In the first post in this series, I covered how to set up a Twitter account, get API keys, and install Node.js and a few great modules that will help you create a Twitter bot. In this second post, I’ll step through the code for my first Twitter bot, @PickTwoBot, so you can see how easy it is to spout prolific nothings at the Twitterverse.


To recap, my Twitter bot grabs a public tweet, looks to see if it has three nouns, and if it does, creates a tweet using those three nouns. The code for the bot lives in a single JavaScript file called bot.js.
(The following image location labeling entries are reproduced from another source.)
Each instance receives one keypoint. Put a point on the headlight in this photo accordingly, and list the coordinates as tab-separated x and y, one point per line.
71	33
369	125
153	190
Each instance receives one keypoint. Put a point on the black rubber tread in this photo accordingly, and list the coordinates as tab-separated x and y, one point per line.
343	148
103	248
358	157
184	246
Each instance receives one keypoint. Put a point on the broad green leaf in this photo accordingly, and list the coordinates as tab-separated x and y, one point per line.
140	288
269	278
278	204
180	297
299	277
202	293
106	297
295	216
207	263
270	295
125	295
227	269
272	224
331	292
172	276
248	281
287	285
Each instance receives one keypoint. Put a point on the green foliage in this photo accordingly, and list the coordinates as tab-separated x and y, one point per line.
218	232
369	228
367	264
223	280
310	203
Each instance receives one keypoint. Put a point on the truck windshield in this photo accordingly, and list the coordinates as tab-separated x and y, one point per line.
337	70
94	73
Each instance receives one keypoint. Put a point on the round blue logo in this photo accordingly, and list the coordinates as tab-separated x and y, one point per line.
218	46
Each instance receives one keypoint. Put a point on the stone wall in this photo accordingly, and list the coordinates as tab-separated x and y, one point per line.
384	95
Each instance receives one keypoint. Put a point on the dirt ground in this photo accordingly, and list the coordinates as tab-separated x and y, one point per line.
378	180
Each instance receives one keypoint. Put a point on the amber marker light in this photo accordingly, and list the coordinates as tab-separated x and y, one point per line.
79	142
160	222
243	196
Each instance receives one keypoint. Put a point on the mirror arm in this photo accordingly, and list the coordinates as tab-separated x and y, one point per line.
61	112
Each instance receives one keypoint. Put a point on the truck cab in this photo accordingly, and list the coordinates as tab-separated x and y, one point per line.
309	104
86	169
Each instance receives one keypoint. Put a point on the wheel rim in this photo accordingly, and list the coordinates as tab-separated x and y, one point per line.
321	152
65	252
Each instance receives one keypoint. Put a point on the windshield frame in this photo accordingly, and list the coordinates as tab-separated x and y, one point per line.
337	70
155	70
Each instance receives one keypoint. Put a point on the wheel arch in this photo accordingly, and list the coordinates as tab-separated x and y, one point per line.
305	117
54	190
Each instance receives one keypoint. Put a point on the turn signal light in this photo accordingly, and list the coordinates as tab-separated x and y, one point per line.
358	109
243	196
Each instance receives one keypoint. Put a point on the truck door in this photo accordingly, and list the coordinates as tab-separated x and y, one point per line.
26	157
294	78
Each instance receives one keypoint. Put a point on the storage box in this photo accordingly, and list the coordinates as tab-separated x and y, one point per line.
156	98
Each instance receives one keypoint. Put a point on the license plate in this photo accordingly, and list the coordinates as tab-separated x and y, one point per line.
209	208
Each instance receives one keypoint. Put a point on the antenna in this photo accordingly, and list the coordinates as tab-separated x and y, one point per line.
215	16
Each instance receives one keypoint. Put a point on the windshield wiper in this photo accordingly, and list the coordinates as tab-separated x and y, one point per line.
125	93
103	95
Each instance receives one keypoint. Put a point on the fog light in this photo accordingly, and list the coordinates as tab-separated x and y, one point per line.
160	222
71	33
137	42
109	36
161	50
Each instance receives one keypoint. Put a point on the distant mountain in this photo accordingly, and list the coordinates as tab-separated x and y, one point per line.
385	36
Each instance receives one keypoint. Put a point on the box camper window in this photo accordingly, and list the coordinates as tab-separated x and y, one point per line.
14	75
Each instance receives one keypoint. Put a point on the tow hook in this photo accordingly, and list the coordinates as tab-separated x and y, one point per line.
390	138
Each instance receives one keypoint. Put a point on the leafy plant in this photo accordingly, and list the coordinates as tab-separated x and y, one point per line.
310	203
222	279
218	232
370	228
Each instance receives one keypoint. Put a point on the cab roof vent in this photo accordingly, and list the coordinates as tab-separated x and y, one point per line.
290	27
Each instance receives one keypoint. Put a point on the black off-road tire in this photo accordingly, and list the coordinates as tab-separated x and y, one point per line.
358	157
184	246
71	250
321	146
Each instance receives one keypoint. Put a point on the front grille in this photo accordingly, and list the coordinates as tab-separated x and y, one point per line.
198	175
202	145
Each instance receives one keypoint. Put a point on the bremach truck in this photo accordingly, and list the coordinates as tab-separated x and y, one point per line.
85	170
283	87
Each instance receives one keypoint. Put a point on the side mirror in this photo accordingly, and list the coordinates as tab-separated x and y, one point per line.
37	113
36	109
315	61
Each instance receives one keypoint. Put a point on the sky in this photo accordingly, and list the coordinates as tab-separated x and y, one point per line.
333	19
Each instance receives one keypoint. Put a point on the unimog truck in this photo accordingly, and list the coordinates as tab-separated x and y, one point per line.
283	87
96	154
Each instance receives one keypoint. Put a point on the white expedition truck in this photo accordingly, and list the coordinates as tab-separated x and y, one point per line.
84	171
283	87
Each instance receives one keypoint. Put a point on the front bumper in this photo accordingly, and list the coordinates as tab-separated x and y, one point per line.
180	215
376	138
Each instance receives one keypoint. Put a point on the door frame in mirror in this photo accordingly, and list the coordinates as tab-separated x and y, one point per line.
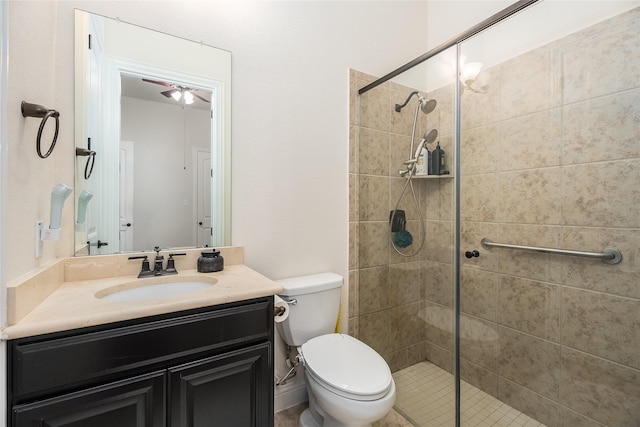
212	73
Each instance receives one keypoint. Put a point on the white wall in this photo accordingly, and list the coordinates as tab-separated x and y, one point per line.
290	114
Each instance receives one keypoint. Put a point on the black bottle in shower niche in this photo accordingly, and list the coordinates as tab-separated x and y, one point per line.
437	161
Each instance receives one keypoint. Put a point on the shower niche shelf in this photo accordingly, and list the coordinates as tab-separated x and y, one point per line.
432	177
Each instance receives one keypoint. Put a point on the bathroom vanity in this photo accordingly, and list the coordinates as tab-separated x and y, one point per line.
209	366
199	359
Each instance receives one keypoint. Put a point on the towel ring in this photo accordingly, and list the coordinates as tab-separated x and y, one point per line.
90	160
35	110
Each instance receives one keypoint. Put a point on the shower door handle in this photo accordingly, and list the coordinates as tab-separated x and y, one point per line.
472	254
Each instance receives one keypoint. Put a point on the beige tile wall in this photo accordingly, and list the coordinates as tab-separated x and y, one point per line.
387	291
550	157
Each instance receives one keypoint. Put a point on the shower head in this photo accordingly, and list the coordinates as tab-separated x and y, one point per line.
430	136
426	105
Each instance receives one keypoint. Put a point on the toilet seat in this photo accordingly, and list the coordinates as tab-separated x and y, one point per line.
347	367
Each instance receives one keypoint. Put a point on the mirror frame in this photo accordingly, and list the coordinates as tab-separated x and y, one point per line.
211	72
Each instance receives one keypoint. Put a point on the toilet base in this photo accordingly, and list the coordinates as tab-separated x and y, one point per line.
307	419
315	416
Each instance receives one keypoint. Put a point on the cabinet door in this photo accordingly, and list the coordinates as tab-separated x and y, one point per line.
136	402
232	389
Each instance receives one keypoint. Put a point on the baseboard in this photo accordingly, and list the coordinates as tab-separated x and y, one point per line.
288	395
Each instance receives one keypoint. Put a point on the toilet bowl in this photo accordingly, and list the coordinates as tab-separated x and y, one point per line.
348	383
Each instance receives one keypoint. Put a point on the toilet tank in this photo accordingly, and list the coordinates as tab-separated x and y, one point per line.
315	311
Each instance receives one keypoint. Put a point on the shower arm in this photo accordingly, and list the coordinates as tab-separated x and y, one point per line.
413	129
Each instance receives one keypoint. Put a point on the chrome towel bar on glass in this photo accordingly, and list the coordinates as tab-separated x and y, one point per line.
608	255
At the top of that file, I’ve included all the Node.js packages I discussed in the first post.

var _           = require('lodash');
var Client      = require('node-rest-client').Client;
var Twit        = require('twit');
var async       = require('async');
var wordFilter  = require('wordfilter');

Nothing too surprising here. If you’re curious about any of the packages and want to dig further, follow these links: lodash, node-rest-client, twit, async, wordfilter.

Next, I create an instance of Twit and pass it an object that contains my Twitter API keys. Below that, I also create a variable to store my Wordnik API key:

var t = new Twit({
  consumer_key:         : process.env.PICKTWOBOT_TWIT_CONSUMER_KEY,
  consumer_secret:      : process.env.PICKTWOBOT_TWIT_CONSUMER_SECRET,
  access_token          : process.env.PICKTWOBOT_TWIT_ACCESS_TOKEN,
  access_token_secret   : process.env.PICKTWOBOT_TWIT_ACCESS_TOKEN_SECRET
var wordnikKey          = process.env.WORDNIK_API_KEY;

To make sure I don’t accidentally publish any private keys, I like store API keys as environment variables. In the code above, I use process.env to access those keys. (I’ll talk about how to set these up in a production environment in the next blog post).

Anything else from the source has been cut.